Anas memang tidak bisa berkomunikasi
secara verbal dengan baik, dia sangat pendiam. Dia lebih suka memendam beban
sendirian, ketimbang harus bercerita ke orang-orang terdekatnya. Makanya Ibunya
sering bingung melihat Anas yang tiba-tiba murung, nggak mau ke sekolah, nggak
mau keluar kamar, dan sederet masalah yang lain.
Tapi satu hal yang saya suka dari
Anas, dia begitu lembut dan baik hati. Di sekolah, saya dan dia memang cukup
akrab, saya sering bercanda dengannya di jam istirahat, bahkan saat saya pamitan
ke dia, dia saya beri bet nama saya yang biasa saya pakai sebagai identitas
Guru. Dia memakai identitas itu di bajunya, menutupi bet namanya. Saya cuma tersenyum
melihat tingkahnya yang dingin. Ya, dia sangat pendiam.

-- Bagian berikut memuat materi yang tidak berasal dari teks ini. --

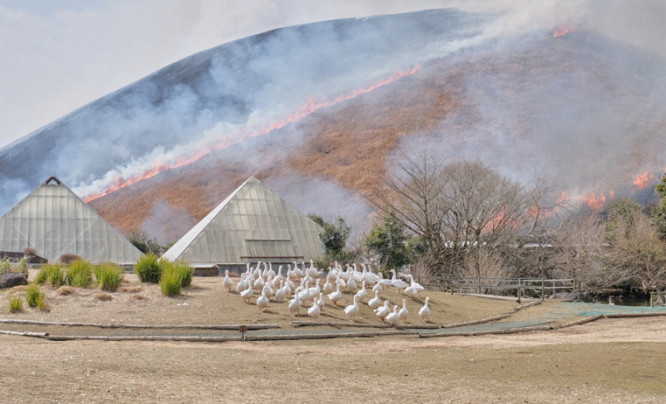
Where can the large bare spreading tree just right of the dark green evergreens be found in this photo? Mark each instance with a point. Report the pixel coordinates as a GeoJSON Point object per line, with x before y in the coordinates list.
{"type": "Point", "coordinates": [458, 209]}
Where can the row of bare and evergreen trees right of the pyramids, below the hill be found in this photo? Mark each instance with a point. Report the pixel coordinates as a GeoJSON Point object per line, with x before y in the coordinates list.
{"type": "Point", "coordinates": [466, 220]}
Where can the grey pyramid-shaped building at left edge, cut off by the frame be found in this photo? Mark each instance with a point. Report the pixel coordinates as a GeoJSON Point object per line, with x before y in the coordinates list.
{"type": "Point", "coordinates": [53, 221]}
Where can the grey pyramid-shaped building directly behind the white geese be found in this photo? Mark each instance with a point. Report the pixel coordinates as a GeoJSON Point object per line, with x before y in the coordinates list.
{"type": "Point", "coordinates": [252, 224]}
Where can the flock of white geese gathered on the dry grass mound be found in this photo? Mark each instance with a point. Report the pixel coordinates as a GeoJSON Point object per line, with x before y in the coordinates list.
{"type": "Point", "coordinates": [269, 286]}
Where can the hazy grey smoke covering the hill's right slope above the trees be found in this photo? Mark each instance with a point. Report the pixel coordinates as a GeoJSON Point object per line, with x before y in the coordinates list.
{"type": "Point", "coordinates": [583, 111]}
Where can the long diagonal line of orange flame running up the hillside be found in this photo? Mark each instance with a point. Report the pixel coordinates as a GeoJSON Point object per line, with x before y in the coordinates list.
{"type": "Point", "coordinates": [306, 109]}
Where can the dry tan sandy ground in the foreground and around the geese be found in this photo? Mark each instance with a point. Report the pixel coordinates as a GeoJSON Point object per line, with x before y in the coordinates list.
{"type": "Point", "coordinates": [619, 360]}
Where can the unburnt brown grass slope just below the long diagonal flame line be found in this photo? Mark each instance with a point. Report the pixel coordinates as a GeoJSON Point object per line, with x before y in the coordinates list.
{"type": "Point", "coordinates": [348, 144]}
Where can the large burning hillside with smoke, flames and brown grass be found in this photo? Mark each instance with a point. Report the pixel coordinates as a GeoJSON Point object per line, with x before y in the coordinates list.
{"type": "Point", "coordinates": [320, 112]}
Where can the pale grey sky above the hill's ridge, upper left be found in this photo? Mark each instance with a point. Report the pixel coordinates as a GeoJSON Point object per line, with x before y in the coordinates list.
{"type": "Point", "coordinates": [59, 55]}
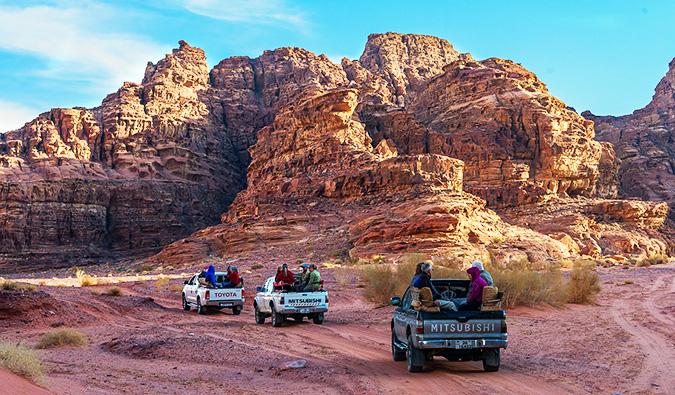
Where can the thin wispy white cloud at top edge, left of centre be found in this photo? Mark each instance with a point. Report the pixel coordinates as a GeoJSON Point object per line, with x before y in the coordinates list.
{"type": "Point", "coordinates": [250, 11]}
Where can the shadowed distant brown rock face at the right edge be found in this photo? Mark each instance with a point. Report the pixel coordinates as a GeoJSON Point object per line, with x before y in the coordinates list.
{"type": "Point", "coordinates": [645, 143]}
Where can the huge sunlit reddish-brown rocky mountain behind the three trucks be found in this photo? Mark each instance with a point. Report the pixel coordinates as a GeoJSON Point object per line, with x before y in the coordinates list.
{"type": "Point", "coordinates": [414, 147]}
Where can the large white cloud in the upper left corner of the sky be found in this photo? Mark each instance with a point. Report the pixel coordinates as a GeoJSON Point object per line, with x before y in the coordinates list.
{"type": "Point", "coordinates": [77, 41]}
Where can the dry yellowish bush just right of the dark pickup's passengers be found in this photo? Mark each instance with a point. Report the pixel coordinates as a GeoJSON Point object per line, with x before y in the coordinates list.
{"type": "Point", "coordinates": [529, 287]}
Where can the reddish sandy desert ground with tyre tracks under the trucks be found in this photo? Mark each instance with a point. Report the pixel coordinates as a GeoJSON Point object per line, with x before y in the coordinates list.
{"type": "Point", "coordinates": [144, 343]}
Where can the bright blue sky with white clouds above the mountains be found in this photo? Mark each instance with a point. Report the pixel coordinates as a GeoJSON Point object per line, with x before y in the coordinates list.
{"type": "Point", "coordinates": [604, 56]}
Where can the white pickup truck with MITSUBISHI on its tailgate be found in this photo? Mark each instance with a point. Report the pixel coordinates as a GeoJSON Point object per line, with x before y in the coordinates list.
{"type": "Point", "coordinates": [283, 304]}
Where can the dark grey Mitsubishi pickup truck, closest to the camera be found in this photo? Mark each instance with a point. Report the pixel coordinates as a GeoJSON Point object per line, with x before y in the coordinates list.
{"type": "Point", "coordinates": [417, 336]}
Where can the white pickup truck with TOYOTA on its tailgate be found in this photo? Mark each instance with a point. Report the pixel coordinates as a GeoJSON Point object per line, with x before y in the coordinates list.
{"type": "Point", "coordinates": [203, 298]}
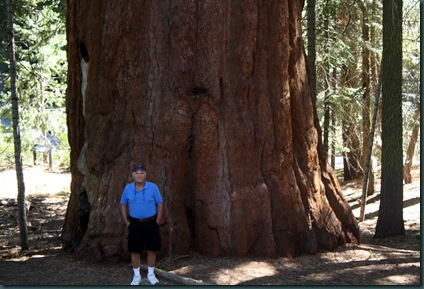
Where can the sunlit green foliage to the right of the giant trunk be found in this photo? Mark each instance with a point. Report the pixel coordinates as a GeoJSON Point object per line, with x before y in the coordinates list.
{"type": "Point", "coordinates": [338, 60]}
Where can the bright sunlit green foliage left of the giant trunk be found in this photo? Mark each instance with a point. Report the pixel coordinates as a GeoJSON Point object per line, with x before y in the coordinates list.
{"type": "Point", "coordinates": [40, 44]}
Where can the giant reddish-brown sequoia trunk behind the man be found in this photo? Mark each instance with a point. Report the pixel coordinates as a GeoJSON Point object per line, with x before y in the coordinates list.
{"type": "Point", "coordinates": [213, 97]}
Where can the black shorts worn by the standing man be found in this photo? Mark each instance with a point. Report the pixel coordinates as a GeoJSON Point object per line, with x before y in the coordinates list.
{"type": "Point", "coordinates": [143, 236]}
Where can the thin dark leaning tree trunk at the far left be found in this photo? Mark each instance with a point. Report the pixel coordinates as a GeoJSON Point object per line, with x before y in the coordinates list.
{"type": "Point", "coordinates": [16, 131]}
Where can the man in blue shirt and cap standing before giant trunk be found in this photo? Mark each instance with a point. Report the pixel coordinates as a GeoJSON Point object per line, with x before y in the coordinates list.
{"type": "Point", "coordinates": [145, 205]}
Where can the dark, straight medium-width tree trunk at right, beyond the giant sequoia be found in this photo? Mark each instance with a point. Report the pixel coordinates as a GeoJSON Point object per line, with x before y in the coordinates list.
{"type": "Point", "coordinates": [390, 214]}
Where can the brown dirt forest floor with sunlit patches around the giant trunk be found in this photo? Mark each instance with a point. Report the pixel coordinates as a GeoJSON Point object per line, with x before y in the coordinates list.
{"type": "Point", "coordinates": [389, 261]}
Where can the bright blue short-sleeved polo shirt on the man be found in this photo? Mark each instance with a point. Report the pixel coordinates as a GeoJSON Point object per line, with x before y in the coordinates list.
{"type": "Point", "coordinates": [142, 203]}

Saya berbincang banyak dengan Anas di
rumahnya, kemudian memberi dia penjelasan, dan juga motivasi.
“Besok mau ke sekolah, kan?”
Lama dia mengulur waktu untuk
menjawab.
“Iya,” jawabnya sambil mengangguk. Saya
tersenyum.
“Sebelum Ustadz ke Malang mau ketemu
lagi?” Tanya saya memastikan.
Dia mengangguk.
“Insha Allah Jumat pagi Ustadz bakal
ke sekolah, kok. Jadi santai aja,” ujarku sebari tersenyum dan merengkuh
pundaknya, mengusap rambutnya yang sudah mulai panjang.
Setelah berbincang banyak hal, penuh
canda dan tawa, saya pun undur diri. Anas berdiri di depan pintu, menatap
punggung saya yang semakin menjauh. Saya menoleh di kegelapan malam dan merapal
doa, semoga dia baik-baik saja. Amin.
***
Berpisah dengan orang yang kita
cintai memang berat dirasa, namun demi sebuah impian yang lebih baik, kadang
itu menjadi pilihan. Namun jarak bukanlah alasan untuk tidak menjalin hubungan
silaturahmi yang baik antara satu sama lain. Selalu ada acara untuk bisa tetap
menjalin hubungan, ditambah dengan kecanggihan teknologi yang semakin maju.
Saya terbiasa video call dengan
orang-orang terdekat saya dengan bantuan aplikasi skype di laptop dan
handphone, menghabiskan waktu bercakap-cakap, berbagi cerita, berbagi bahagia
dan berbagi apapun yang positif.
Bismillah, saya percaya, anak-anak
pun demikian, mereka akan bisa mengerti alasan saya mengundurkan diri.